Holms glanced up at the seating chart. Then his eyes darted to meet Dryer’s before once more landing on the chart. Wisely, he chose not to comment. The blue bead on his neck was growing, and beating wildly. His Adam’s apple jumped as he tried to swallow.

“I figure-or rather the sheriff does-that you wanted to save Raphael in case the bomb took out the kitchen help. So you didn’t book him. Why lose a good chef? Here’s where it gets a little extreme, even for me,” Dryer continued. “The sheriff believes not only that you killed your wife-or had her killed-but that you planned it far enough in advance to make sure it gave you the ultimate excuse not to attend the Shaler brunch. Who was going to question a grieving widower? But that’s where the irony comes in: because here I am questioning you.
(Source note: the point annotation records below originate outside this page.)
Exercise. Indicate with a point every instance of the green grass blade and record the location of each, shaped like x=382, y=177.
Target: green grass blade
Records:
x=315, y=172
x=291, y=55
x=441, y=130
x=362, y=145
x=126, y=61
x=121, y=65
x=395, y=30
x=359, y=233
So maybe that part didn’t work so well.”

Holms blinked rapidly but still managed to say nothing. Dryer smiled openly, well aware that when contrasted with his acne-scarred cheeks, he looked menacing when doing so.

“Here’s what may interest you, Mr. Holms. It did me. The sheriff has no intention of pursuing Trevalian and you for the attempted assassination of Elizabeth Shaler. That’s why I’m here-I’m federal, he’s state. He’s leaving all that to my office and the AUSA to sort out. He’s focused on one thing and one thing only: the murder of your wife. That was done on his turf. He says you’re good for it-something about a fingerprint developed on a contact lens-and who am I to argue? It’s his show. If he wants to make an ass out of himself, who am I to interfere?”